The capabilities landscape for equipment manufacturers, service providers, and enterprises is rapidly changing, and within several years it will be fundamentally transformed from today.
There are several basic areas:
- The creation of robust commercial Cloud services with a rich set of services all presented for allocation and configuration to the enterprise via a set of standard Application Programming Interfaces (APIs).
- The emergence of the Software Defined Networking (SDN), offering the potential of flexible network services again presented to the enterprise for allocation and configuration as a set of APIs.
- The transition of traditionally physical network-related devices to application that can be configured onto essentially standard computer servers, called Network Function Virtualization (NFV).
The battle that is the force driving these changes are between what I call the “new traditional” service providers and the “legacy” service providers. Companies like Amazon and Google eschewed traditional wisdom of hardware providers and the paradigm of legacy service providers. Driven by their application development and low-cost consumer mindset, their general approach is to strip-down to the necessary hardware and software functionality. Bloated hardware and software with features and functionality not needed is removed. The over 30 years of the evolution of Internet standards that defines to the control of network devices, embedded into expensive routers and switches, is discarded in part or whole for so called “white box” hardware and Open Source software as the basis for their control.
Legacy network service providers grew-up with the Internet, driving its standards within the common framework of a set of “autonomous systems” configured by the service provider with a set of defined end-user services. Scant thought was given to providing end-users (in this case the enterprise customer) any meaningful end-to-end control of services, and almost without exception nothing that looks like a web-service RESTful API. This is in stark contrast to the rich information and control APIs expected and provided by today’s commercial Clouds.
The figure below represents the recent past and much of the present. Blue represents the legacy infrastructure approach. Focusing on the network space, the enterprise has to contend with complicated device configurations and essentially static service configurations from their network services provider. There is little if any coordination between the network and the applications development and operations environment other than at best service tickets and at worse verbal (and undocumented) direct staff-to-staff communications.
The expectations of enterprise Information Technology organizations will also drive the trend to a more software defined environment, as the use of Cloud services and it associated reporting and control will become the expectation, not the exception. In fact, it is likely that more comprehensive “enterprise orchestration” systems will be developed that will cover all services, from internal application development lifecycles (i.e., Development and Operations), to control and management of end-to-end enterprise services delivery.

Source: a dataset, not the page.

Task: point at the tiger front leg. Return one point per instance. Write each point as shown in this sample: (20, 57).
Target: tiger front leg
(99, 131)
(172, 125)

This leads to the view in the figure, below. Red and green represent the new infrastructure trends and blue represents the legacy environment. The significant change is that nearly all of the infrastructure is now software based, from SDN controlling and reporting of end-to-end network (including to and from Cloud resources), to the direct control of virtual network devices whether in the Cloud, at an enterprise location, mobile, or one of those Internet of Things devices using NFV.
When every resource or service is controlled by what appears to be a web-service and the same mechanism is used to obtain performance, usage, and other relevant from across the different traditional service domains (compute, storage, network, security, etc.) then everything looks like software. Once this happens, one has to completely rethink an enterprise’s IT operation, as the same types of activity that is done to develop applications is now the fundamental discipline for orchestrating the enterprise, whether it is resource management, application development or rollout, or cyber security.
Buckle-up, time to become an enterprise orchestration programmer.